Romain a 13 ans, mais il n'est pas un adolescent tout à fait comme les autres. Et pour cause, il a grandi en totale marge de la modernité. Son père, antiquaire, et sa mère, universitaire spécialisé dans l'époque médiévale, ne regardent pas la télé, n'ont pas de téléphone portable, ni d'accès à internet, et n'utilisent les ordinateurs que pour tenir la comptabilité ou rédiger des textes...

Pire encore, si le père est un homme plutôt effacé et soumis qui ne semble s'épanouir que lorsqu'il chine et négocie des objets qu'il entrepose chez lui en attendant de les mettre en vente dans son magasin, la mère de Romain est une espèce de furie qui fait régner sur la famille une espèce de terreur morale reposant sur un catholicisme très traditionnel et une vision de la société plus que conservatrice. On ne serait pas étonné plus que cela de la voir au premier rang de "la Manif pour tous"...

Mais Romain arrive à un âge où cette sensation bizarre qu'on ne qualifie pas encore de désir commence à titiller. Loin des tentations pornographiques du web ou des autres médias audiovisuels, Romain fait son apprentissage en regardant les femmes nues peintes ou sculptées qui trônent dans le magasin paternelle.

C'est à partir de ces modèles qu'il se représente le corps féminin. Le fameux ventre lisse des statues. Cependant, cela ne lui suffit plus, Romain ressent désormais l'irrésistible envie de voir une femme in naturalibus et, plus particulièrement, la partie de leur anatomie que ce grand provocateur de Courbet baptisa "l'Origine du Monde"...

Elevé dans une sorte de cocon, l'enfant semble avoir bien du mal à comprendre que sa curiosité ne peut être assouvie simplement en demandant à sa nounou, à une adolescente rencontrée dans le métro ou à une amie de sa mère de lui montrer ce qui se cache sous leurs jupes... De même, sa tentative pour voir en s'immisçant dans une cabine d'essayage de grand magasin se solde par un échec et un début de scandale...

A l'arrivée, non seulement il n'a rien vu de ce qu'il voulait voir, mais en plus, il n'a gagné que gifles et sermon de la part de sa mère, fort marrie de voir son fils unique nourrir de telles idées sordides ! Aucun doute, son fils est sous l'emprise du péché, il faut remédier à cela au plus vite ! Ce sera le rôle d'un psychologue, chez qui Romain sera envoyé illico...

Mais, c'est une autre rencontre qui va changer la vie de Romain. Elle s'appelle Flore, elle a 25 ans, elle est compositrice, collectionne les instruments de musique et donne des cours de piano pour gagner sa vie. Et Flore est aveugle. Une rencontre de hasard qui fascine aussitôt l'enfant. Car Flore est aussi belle qu'elle est mystérieuse.

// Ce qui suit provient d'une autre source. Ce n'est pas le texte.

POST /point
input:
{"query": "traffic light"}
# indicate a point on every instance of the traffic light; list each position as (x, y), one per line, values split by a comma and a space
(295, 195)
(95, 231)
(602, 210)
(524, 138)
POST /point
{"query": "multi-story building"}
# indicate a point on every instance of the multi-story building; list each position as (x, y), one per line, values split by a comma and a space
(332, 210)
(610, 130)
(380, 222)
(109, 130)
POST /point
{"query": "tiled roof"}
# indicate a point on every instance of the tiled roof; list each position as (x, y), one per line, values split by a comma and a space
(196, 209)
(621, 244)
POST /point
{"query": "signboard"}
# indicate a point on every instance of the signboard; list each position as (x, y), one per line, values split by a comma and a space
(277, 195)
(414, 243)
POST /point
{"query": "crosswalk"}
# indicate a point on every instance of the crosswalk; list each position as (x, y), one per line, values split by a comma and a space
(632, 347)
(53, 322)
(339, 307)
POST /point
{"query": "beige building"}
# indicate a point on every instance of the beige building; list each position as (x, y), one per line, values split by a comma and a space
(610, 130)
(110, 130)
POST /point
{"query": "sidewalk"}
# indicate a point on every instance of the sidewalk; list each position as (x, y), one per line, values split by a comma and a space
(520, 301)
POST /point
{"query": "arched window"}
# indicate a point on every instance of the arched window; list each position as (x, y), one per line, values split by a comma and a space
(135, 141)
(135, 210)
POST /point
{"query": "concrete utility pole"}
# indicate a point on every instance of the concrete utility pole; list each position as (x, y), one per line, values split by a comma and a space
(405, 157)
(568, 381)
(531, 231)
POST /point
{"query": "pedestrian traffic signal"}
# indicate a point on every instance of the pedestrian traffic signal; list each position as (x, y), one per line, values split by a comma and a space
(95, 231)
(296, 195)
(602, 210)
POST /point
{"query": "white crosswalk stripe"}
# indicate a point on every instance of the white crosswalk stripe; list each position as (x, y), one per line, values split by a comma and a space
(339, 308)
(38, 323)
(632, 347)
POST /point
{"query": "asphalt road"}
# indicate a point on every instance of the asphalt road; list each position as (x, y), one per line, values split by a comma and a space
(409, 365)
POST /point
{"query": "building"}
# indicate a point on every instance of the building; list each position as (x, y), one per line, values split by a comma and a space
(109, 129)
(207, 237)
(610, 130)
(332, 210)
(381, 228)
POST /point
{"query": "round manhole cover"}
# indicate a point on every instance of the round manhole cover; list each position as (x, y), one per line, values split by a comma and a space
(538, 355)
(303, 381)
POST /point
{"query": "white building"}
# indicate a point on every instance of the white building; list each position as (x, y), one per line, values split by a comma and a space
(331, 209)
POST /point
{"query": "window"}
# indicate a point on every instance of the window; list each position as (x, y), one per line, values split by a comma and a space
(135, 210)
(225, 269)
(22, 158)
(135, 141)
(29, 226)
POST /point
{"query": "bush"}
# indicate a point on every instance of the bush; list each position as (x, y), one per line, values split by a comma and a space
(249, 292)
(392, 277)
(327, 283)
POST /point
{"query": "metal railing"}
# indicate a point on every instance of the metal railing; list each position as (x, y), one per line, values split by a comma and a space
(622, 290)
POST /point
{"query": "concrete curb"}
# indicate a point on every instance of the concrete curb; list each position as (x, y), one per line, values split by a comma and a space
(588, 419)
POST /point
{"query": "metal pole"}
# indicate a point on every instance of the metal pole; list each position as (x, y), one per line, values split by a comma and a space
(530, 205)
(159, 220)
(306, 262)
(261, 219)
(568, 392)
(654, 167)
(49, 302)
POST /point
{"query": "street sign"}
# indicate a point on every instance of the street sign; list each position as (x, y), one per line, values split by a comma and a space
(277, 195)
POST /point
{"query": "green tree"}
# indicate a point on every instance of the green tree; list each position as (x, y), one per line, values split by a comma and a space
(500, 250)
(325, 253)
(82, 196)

Mentant à ses parents, Romain va vite abandonner les séances chez le psy pour multiplier celles chez Flore. Il s'y forme à la musique, mais tombe aussi peu à peu sous le charme de la belle musicienne. Celle-ci ne lui apprend pas que la musique, elle va aussi l'aider à développer ses sens, et en particulier, celui du toucher.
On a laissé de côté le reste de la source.